Faught: I would say a lot more collaboration in recent months.

Nash: This album is a lot of songs that we brought to the group and I think it’s great that we’re writing together.

Did you play some stuff that wasn’t on the album at the Glenn Gould?

Faught: Yeah, we played Kill My Lonesome Cry and Lost So Lost.

Nash: Exit Plan?

Faught: No, we didn’t do that, we were afraid, because some of them were new.

The Glenn Gould can be intimidating.

Nash: It was, yeah.

Faught: Especially when we got out there on stage and we realized after the first song that we’d left all of our set lists [off stage]. This was an anxious band. It looked like we were smiling but really we were like, “oh god, what’s next?”
- Now Magazine Toronto


"The Pining" - self-titled debut album with Blocks Recording Club label. 12" vinyl and CD, June 2011. (10 tracks)

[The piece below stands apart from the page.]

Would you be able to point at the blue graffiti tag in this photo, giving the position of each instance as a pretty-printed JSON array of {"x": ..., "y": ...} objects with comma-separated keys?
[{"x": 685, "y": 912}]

"She's Gone"- release on 12" vinyl with Blocks Recording Club; part of the collective's Building Blocks Compilation, June 2009

"Life Ain't Fair" - release on 12" vinyl with Blocks Recording Club; part of the collective's Building Blocks Compilation, June 2009

(Frequent CBC and College Radio play)



Formed in the early months of 2008, The Pining were brought together by a shared love of kitchen parties, old country and Jameson’s. A chorus of voices smoky and pure, The Pining write and play sad and joyous melodies about heartache, woe and the mean streets of Toronto. The Pining have played with John Doe & The Sadies as well as local favourites $100, New Country Rehab and Doug Paisley. The Pining released their self-titled debut album on the Blocks Recording Club label in June 2011, and are looking forward to promoting it across Canada and elsewhere this year.